WASHINGTON - The former U.S. attorney general and the FBI director cannot be sued by a Pakistani man who claims he was abused while imprisoned in New York after 9/11 attacks, a divided U.S. Supreme Court ruled on Monday.
The nation's high court overturned a ruling that Javaid Iqbal, who was held in Brooklyn's Administrative Maximum Special Housing Unit for nearly six months after the attacks, can proceed with his lawsuit against former Attorney General John Ashcroft and FBI Director Robert Mueller.
Justice Anthony Kennedy wrote the 5-4 majority's opinion, saying the suit doesn't show that either Mueller or Ashcroft singled out detainees because of their race, religion or national origin.
"All it plausibly suggests is that the nation's top law enforcement officers, in the aftermath of a devastating attack, sought to keep suspected terrorists in the most secure conditions available until the suspects could be cleared off terrorist activity," Kennedy wrote.
The court's liberal wing of David Souter, Ruth Bader Ginsburg, Stephen Breyer and John Paul Stevens, dissented.
"There is no principled basis for the majority's disregard of the allegations linking Ashcroft and Mueller to their subordinates' discrimination," Souter wrote in the dissenting opinion.
Iqbal, a Muslim, was arrested in his Long Island, N.Y., home on Nov. 2, 2001, and charged with nonviolent federal crimes unrelated to terrorism.
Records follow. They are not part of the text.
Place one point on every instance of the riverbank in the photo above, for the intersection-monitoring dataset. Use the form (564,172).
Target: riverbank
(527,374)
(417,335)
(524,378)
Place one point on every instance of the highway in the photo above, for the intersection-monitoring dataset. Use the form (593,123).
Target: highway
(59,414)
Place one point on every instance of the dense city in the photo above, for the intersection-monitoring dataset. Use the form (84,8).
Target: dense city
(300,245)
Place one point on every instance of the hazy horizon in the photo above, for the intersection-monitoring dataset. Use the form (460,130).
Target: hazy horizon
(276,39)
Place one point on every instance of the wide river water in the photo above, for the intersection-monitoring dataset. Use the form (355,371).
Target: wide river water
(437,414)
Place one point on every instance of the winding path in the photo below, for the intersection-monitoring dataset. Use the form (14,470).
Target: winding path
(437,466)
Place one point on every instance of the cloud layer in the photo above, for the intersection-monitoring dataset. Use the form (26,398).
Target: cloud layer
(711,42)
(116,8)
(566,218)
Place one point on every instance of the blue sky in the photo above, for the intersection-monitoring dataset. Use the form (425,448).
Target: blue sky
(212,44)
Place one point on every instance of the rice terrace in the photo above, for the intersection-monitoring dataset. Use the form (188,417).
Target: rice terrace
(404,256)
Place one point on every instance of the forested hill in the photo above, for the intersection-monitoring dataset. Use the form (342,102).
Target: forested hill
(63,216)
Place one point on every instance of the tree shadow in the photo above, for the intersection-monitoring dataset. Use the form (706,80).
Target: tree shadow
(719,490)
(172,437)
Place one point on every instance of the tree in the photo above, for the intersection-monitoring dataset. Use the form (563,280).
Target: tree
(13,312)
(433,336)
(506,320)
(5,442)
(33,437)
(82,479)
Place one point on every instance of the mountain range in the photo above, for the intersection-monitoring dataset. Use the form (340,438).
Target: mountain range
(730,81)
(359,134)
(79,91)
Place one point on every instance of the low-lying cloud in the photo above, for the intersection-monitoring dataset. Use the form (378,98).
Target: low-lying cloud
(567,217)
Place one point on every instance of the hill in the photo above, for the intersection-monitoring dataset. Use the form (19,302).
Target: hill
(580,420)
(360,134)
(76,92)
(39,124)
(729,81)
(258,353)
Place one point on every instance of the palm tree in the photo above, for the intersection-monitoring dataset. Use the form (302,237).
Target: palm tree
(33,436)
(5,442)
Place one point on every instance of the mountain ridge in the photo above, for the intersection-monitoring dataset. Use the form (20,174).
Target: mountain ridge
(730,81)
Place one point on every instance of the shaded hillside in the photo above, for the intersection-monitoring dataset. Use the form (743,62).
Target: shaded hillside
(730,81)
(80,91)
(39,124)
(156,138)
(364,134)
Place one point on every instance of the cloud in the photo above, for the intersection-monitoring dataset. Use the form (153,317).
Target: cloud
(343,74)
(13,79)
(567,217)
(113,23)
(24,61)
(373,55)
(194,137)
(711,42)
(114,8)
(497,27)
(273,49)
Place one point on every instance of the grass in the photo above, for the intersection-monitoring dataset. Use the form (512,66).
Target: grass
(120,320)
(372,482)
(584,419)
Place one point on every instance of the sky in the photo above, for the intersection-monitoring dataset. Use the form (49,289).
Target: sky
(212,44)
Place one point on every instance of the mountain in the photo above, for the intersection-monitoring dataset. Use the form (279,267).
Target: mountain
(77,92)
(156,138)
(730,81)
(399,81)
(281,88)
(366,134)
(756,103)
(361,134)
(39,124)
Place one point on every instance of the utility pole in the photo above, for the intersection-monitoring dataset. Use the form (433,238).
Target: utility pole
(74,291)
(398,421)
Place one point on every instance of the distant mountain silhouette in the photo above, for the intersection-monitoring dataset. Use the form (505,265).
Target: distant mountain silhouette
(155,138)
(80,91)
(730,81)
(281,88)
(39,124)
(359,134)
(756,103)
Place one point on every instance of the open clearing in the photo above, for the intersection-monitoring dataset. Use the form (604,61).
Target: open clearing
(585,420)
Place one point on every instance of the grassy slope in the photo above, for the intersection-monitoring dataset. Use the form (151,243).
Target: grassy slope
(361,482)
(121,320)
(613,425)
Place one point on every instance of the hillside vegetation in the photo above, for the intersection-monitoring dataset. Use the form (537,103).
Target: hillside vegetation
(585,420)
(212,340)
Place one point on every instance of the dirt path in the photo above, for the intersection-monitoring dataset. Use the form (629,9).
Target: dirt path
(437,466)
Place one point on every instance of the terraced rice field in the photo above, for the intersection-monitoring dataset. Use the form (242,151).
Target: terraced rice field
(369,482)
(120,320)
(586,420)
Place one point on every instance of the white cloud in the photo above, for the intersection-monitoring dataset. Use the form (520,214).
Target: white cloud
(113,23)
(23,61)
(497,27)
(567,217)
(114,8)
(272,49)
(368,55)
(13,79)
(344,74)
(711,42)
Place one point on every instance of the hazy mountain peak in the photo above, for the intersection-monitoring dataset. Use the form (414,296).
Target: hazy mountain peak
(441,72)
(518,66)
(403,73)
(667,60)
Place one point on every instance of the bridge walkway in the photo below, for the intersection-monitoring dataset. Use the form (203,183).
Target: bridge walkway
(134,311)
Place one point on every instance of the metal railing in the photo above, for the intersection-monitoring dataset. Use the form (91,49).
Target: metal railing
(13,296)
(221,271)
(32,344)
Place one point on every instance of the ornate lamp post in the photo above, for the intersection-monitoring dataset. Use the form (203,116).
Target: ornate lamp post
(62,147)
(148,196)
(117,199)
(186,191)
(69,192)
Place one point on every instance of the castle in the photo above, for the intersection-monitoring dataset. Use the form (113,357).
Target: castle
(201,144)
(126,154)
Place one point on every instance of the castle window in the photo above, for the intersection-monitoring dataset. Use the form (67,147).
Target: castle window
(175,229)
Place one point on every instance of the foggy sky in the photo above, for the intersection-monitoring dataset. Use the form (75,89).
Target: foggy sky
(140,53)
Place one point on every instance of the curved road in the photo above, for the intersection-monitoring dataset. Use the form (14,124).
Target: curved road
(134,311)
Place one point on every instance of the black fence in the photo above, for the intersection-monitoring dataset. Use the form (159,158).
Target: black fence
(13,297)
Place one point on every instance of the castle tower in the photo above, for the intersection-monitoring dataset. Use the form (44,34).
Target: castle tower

Two months later, he was put in solitary confinement without a hearing, according to his lawyers.
Iqbal said in his 2004 lawsuit that he had suffered verbal and physical abuse, including unnecessary strip searches and brutal beatings by guards. He said he had been singled out because of unlawful ethnic and religious discrimination.
Iqbal was arrested in New York weeks after Sept. 11, 2001, and detained for a year. Despite never having been charged with terrorism, he was deported after being convicted of fraud. Iqbal argues that he was beaten in prison and his Quran was confiscated. Iqbal claimed Mueller and Ashcroft were responsible for his detention.